Cantung Tungsten Mineralization: Long and Short Range Signature in Pelitic RocksThursday, November 22, 2018 - 09:00 to 09:19 Theatre 1
The Tungsten belt, located along the Northwest Territories/Yukon border in the Mackenzie Mountains, represents one of the largest tungsten metallogenic regions in North America. Tungsten deposits along the belt are carbonate-replacement skarn deposits associated with peraluminous Cretaceous magmatism and are commonly spatially associated with gold showings. Of the known tungsten deposits, Cantung has the highest grade (reserve grades well above 0.7 WO3 %) and coarsest scheelite. However, other showings such as Mactung and Lened may be volumetricly larger or have been explored to a lesser extent. The relationship between intrusions and tungsten deposits is well established. Therefore exploration efforts have recently focused on identifying the "right plutons". Plutons of age and geochemical signature similar to those outcropping at Cantung have been widely recognized in the Tungsten belt but deposits have been more elusive. Comparable tungsten metallogenic provinces elsewhere in the world are characterized by the occurrence of regionally extensive crustal-derived batholiths that generate numerous deposits at spatial scales of hundreds of kilometers. Therefore, Cantung and Mactung may only represent a portion of the mineral endowment with additional resources yet to be discovered and characterized.
Both Cantung and Mactung are hosted in Cambrian sequences consisting of folded Precambrian to Silurian argillite and carbonate units. The ore occurs in the carbonates. The high buffering capability of carbonates makes them an unlikely candidate to generate long range geochemical anomalies. However, fluid-rock interaction in metapelites can cause trace element anomalies extending kilometers away from the main system. Regionally extensive Precambrian metapelites underlying and surrounding skarns in Cantung and Mactung provide a unique opportunity to test whether tungsten deposits generate distal geochemical signatures in the underlying and surrounding metapelites that could be used to identify additional non-exposed tungsten anomalies.
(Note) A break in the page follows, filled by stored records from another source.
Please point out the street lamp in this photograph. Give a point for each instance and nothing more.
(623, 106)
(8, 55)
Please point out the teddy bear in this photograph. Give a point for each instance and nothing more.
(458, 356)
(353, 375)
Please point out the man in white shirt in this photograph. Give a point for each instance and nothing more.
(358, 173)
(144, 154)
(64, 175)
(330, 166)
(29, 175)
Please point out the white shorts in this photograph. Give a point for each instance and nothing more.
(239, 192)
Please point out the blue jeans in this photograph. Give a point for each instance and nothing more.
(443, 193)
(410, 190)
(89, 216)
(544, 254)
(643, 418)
Skarns are characterized by the occurrence of alteration zonation with marked fronts. Geochemical changes in the different alteration zones provide information on how major and trace elements are buffered from proximal to distal in the mineralized lithologic unit. They also provide information on which elements are least likely to be buffered locally and therefore most likely to be good distal indicators. Therefore, local geochemical changes can provide a first order clue of potential distal indicators.
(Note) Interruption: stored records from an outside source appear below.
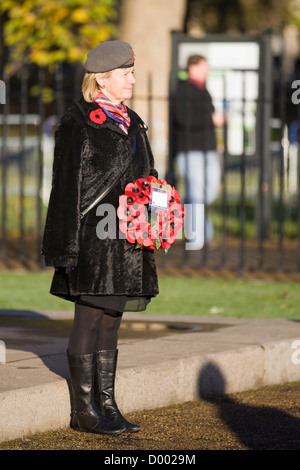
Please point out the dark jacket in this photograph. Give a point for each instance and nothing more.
(88, 158)
(192, 119)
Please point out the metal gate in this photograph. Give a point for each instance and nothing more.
(256, 216)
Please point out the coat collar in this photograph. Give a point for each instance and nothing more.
(136, 124)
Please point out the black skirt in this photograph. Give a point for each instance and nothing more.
(115, 303)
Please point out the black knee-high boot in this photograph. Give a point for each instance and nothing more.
(106, 364)
(85, 417)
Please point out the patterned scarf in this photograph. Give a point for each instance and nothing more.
(116, 112)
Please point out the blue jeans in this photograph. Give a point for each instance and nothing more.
(202, 171)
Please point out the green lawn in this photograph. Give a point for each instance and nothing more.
(178, 296)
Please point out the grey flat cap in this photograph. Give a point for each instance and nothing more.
(109, 55)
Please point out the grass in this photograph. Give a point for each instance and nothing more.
(178, 296)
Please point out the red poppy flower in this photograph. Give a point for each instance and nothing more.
(134, 191)
(157, 231)
(97, 116)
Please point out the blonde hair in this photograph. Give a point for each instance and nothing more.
(90, 87)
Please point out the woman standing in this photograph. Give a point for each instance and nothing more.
(100, 146)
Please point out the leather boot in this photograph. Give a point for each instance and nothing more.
(84, 416)
(106, 364)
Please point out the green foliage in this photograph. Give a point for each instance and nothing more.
(178, 296)
(45, 32)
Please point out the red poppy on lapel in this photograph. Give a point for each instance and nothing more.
(97, 116)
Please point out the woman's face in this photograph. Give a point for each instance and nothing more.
(118, 87)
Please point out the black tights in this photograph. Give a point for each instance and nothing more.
(93, 330)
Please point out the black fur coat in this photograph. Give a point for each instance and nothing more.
(88, 158)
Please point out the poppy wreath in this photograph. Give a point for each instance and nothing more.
(152, 229)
In this study we aim to define the local (decimeter scale) and regional (100s of meter scale) effects of fluid rock interaction in both the carbonate and the metapelites associated with well-known tungsten resources in the Tungsten belt. The objective is to define the characteristics and spatial scale of geochemical anomalies generated in the argillites below the skarn and within the carbonate by the mineralizing fluid and, additionally, by the spent fluid in the argillite above the skarn.